By Abigail Franklin and Chloe Wardropper
|Chloe Wardropper prepares to measure stream velocity at Cedar Lake.|
On rainy days, Abigail Franklin, the anadromous fish expert for the Cape Cod Water Resources Restoration Project, and Chloe Wardropper, a USDA Natural Resources Conservation Service intern, rush to North Falmouth to take advantage of raised water levels in the small stream connecting Cedar Lake with Rand’s Canal.
They’ve been tracking the stream’s flow since February 2011, taking measurements that will inform the design of a replacement fish ladder and culvert. The project will improve passage from Rand’s Canal, near Megansett Harbor, into Cedar Lake, one of the herring runs on the Buzzards Bay side of Falmouth.

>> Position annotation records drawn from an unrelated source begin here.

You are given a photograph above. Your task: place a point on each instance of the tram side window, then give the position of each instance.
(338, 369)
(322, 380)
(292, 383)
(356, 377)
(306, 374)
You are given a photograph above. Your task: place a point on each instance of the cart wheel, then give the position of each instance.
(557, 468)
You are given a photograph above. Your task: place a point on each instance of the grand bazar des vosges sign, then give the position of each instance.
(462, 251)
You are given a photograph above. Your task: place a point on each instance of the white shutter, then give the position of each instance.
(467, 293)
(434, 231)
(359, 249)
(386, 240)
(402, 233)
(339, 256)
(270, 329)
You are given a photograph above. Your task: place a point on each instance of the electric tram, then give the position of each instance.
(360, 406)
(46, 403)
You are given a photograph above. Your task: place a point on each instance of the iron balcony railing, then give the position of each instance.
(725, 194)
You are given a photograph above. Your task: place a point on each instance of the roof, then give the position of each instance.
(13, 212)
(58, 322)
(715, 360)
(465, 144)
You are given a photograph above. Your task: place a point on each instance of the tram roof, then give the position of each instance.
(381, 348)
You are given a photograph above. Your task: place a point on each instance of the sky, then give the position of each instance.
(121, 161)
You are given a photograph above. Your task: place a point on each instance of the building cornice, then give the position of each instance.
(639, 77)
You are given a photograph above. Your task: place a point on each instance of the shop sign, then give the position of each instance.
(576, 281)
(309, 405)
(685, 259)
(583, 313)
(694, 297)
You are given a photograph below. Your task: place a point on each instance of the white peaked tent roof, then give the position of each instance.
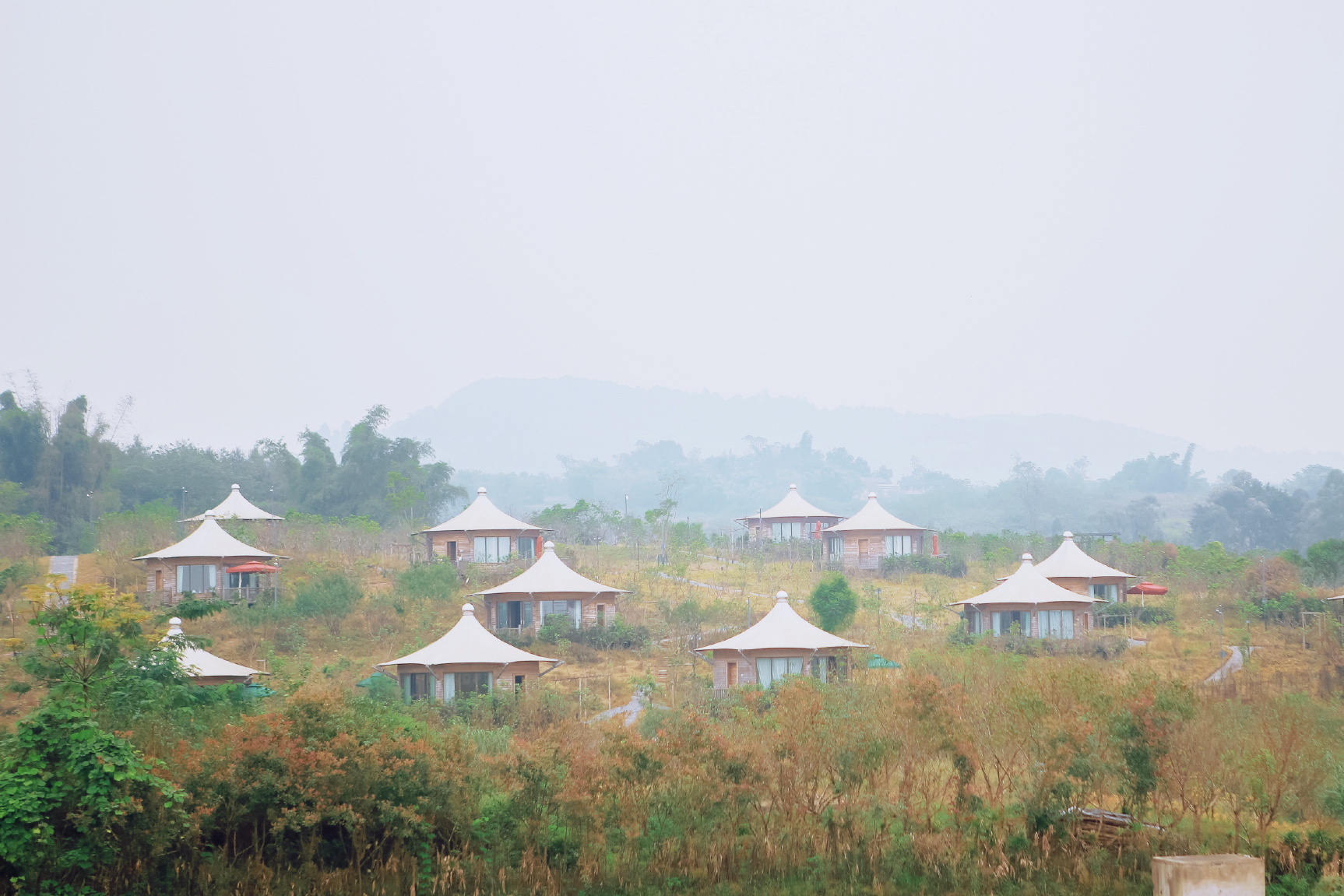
(550, 575)
(235, 507)
(202, 664)
(468, 641)
(483, 515)
(209, 540)
(873, 516)
(1027, 586)
(783, 627)
(1070, 562)
(792, 505)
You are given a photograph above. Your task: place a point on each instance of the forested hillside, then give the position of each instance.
(59, 477)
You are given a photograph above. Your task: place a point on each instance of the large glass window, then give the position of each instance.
(770, 669)
(196, 579)
(491, 550)
(570, 609)
(898, 546)
(418, 685)
(1004, 621)
(514, 614)
(1057, 624)
(1108, 592)
(825, 668)
(468, 684)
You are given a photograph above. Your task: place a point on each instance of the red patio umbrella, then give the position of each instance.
(255, 566)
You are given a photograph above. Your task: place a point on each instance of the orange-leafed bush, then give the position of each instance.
(320, 785)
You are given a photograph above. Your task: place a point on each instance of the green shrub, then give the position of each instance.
(436, 581)
(833, 601)
(329, 597)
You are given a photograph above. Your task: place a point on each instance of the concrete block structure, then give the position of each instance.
(1223, 875)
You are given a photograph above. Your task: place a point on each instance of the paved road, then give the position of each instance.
(66, 566)
(1233, 664)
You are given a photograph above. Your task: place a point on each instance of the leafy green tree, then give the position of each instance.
(86, 631)
(78, 805)
(833, 601)
(1325, 560)
(315, 485)
(329, 597)
(23, 438)
(1163, 475)
(1247, 514)
(81, 810)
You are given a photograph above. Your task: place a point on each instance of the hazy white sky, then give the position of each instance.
(259, 216)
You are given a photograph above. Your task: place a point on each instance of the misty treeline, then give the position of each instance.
(58, 479)
(959, 774)
(1156, 497)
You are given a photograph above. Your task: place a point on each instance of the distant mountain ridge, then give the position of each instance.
(510, 425)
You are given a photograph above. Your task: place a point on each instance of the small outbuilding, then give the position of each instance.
(1031, 602)
(483, 533)
(870, 535)
(235, 507)
(199, 564)
(466, 661)
(549, 587)
(1073, 568)
(206, 668)
(783, 644)
(793, 518)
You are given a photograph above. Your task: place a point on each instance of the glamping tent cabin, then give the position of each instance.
(201, 563)
(235, 507)
(483, 533)
(549, 587)
(792, 518)
(781, 644)
(1074, 570)
(1040, 607)
(205, 666)
(870, 535)
(466, 661)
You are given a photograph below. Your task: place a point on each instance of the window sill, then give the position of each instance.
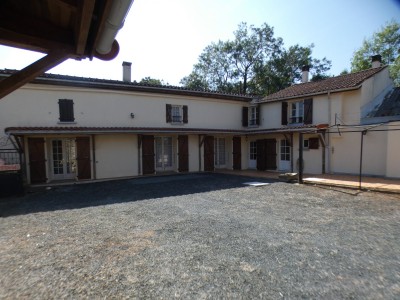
(68, 123)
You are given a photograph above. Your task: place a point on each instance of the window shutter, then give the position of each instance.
(185, 114)
(284, 113)
(313, 143)
(258, 115)
(308, 111)
(169, 113)
(66, 107)
(245, 116)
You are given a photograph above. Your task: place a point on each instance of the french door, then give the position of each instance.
(63, 159)
(164, 153)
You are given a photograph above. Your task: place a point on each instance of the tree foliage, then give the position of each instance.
(254, 62)
(385, 42)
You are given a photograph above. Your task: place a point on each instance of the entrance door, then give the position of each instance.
(209, 153)
(37, 160)
(63, 159)
(253, 155)
(164, 158)
(237, 153)
(183, 150)
(284, 155)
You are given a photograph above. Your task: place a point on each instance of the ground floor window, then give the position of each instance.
(219, 152)
(63, 154)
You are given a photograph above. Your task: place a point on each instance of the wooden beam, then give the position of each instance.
(30, 72)
(32, 33)
(83, 22)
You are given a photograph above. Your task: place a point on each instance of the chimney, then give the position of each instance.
(126, 71)
(305, 73)
(376, 61)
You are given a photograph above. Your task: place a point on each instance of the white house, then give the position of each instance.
(73, 128)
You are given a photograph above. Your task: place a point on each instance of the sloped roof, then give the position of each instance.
(86, 82)
(390, 105)
(348, 81)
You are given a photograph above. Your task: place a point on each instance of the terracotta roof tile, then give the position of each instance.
(347, 81)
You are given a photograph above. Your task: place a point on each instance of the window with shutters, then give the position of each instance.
(297, 112)
(177, 114)
(66, 107)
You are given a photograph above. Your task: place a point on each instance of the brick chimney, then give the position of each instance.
(305, 73)
(376, 61)
(126, 71)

Stream flow, or discharge, is calculated by multiplying water velocity by the area through which it flows. United States Geological Survey gauges at the Herring River in Harwich and the Quashnet River in Falmouth provide data on nearby watersheds, but since those rivers are much larger, it is difficult to directly compare them to this small stream.
The measurements collected at Cedar Lake will provide an important baseline for the fish ladder project and establish a flow monitoring protocol that can be used for other planned Cape Cod fish passage projects.
Measurements are taken by dividing the stream into six intervals at right angles to the flow. Using a Pygmy current meter (a spinning device that is pushed by the water) and wading rod, Abigail and Chloe determine velocity and depth for each segment, and then add them together to get the total flow.
Since February, stream depths have ranged from 4 to 15 centimeters and discharge has varied, generally following depth, from .012 to .051 cubic meters per second.
The shallow depth results in slightly aching backs at the end of the day, but the scenery is beautiful, and they never know what might float down the stream: Abigail’s feet recently encountered an unsuspecting muskrat!